= Stockmayer potential =

Model of atomic and molecular potential energy

The Stockmayer potential with $\mu_1 \mu_2 = \varepsilon_{12}$, for different values of the relative orientation parameter, $\xi$.

The Stockmayer potential is a mathematical model for representing the interactions between pairs of atoms or molecules. It is defined as a Lennard-Jones potential with a point electric dipole moment.

A Stockmayer liquid consists of a collection of spheres with point dipoles embedded at the centre of each. These spheres
interact both by Lennard-Jones and dipolar interactions. In the absence of the point dipoles, the spheres face no rotational
friction and the translational dynamics of such LJ spheres have been studied in detail. This system, therefore, provides
a simple model where the only source of rotational friction is dipolar interactions.

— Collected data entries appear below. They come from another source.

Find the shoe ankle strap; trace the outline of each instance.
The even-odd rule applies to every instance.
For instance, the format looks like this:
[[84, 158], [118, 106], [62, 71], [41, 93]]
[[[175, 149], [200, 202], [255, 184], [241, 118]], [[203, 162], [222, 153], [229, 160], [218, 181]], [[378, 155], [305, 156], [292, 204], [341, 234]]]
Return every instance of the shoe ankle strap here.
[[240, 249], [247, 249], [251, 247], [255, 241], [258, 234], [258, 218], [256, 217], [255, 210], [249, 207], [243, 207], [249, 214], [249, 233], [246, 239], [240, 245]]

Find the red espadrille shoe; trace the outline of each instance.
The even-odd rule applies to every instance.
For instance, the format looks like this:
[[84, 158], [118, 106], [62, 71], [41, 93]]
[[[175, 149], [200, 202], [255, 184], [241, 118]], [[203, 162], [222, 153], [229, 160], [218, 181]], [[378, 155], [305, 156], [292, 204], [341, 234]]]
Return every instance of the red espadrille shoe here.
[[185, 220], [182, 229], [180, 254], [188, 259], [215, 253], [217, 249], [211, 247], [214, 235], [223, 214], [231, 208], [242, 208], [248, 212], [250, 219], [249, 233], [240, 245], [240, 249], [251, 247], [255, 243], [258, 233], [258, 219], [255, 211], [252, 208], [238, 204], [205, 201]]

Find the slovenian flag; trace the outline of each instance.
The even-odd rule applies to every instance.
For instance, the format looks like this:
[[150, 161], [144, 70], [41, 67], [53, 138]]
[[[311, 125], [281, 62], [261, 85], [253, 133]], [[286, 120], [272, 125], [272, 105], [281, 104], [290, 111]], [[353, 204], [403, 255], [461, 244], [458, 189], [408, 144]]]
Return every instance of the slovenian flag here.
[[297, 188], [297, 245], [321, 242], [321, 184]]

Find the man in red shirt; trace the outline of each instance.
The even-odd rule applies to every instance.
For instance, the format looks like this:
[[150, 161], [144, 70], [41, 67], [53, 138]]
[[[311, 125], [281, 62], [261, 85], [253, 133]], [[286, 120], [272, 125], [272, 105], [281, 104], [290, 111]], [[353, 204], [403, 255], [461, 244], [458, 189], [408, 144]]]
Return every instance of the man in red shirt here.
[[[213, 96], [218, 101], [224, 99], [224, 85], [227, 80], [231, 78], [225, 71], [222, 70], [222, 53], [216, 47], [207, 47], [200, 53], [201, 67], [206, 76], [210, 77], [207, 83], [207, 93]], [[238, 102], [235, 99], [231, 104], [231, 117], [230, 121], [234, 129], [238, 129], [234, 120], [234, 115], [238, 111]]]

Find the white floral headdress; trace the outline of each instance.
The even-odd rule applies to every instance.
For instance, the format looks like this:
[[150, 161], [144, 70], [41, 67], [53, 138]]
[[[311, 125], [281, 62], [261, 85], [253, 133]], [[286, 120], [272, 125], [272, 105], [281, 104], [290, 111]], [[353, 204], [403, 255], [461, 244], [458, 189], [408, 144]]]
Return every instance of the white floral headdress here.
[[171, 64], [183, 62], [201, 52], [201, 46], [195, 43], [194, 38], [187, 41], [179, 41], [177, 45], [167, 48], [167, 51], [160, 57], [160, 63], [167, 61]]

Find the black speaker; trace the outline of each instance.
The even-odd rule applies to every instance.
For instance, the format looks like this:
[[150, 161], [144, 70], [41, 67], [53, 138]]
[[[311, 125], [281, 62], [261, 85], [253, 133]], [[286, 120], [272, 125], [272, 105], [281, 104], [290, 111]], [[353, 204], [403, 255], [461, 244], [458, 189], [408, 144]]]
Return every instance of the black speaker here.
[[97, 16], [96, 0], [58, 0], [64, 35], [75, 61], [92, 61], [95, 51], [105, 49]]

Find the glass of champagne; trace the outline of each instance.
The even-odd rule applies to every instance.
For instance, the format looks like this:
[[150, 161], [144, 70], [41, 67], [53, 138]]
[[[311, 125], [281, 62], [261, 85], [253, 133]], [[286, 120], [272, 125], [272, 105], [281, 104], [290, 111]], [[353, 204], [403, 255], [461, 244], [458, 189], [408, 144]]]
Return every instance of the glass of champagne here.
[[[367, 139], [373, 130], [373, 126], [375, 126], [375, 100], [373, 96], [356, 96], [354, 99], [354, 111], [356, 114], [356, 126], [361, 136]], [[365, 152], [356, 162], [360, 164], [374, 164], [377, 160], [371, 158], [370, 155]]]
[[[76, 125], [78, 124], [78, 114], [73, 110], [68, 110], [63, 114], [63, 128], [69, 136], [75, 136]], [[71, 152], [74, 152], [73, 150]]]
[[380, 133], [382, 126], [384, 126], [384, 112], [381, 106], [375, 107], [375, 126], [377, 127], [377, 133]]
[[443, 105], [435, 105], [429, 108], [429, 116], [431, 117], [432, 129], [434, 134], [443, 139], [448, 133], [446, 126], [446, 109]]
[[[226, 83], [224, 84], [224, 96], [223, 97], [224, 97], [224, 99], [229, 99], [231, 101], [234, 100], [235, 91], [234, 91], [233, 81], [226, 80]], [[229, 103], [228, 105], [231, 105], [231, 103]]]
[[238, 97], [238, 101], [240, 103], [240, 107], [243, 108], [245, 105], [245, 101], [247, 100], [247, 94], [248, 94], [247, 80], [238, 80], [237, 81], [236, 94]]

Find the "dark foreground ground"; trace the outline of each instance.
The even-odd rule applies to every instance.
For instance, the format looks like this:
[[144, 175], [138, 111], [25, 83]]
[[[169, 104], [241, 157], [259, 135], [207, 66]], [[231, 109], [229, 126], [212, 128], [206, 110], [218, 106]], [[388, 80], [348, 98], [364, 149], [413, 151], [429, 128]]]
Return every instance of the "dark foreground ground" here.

The interaction potential may be written as

$$V(r) = 4 \varepsilon_{12}\left[\left(\frac{\sigma_{12}}{r}\right)^{12} - \left(\frac{\sigma _{12}}{r}\right)^{6}\right]
- \xi \left(\frac{\mu _1 \mu _2}{r^3}\right)$$

where the parameters $\varepsilon_{12}$ and $\sigma_{12}$ are related to dispersion strength and particle size respectively, just as in the Mie potential or Lennard-Jones potential, which is the source of the first term, $\mu_i$ is the dipole moment of species $i$, and $\xi$ is a parameter describing the relative orientation of the two dipoles, which may vary between -2 and 2.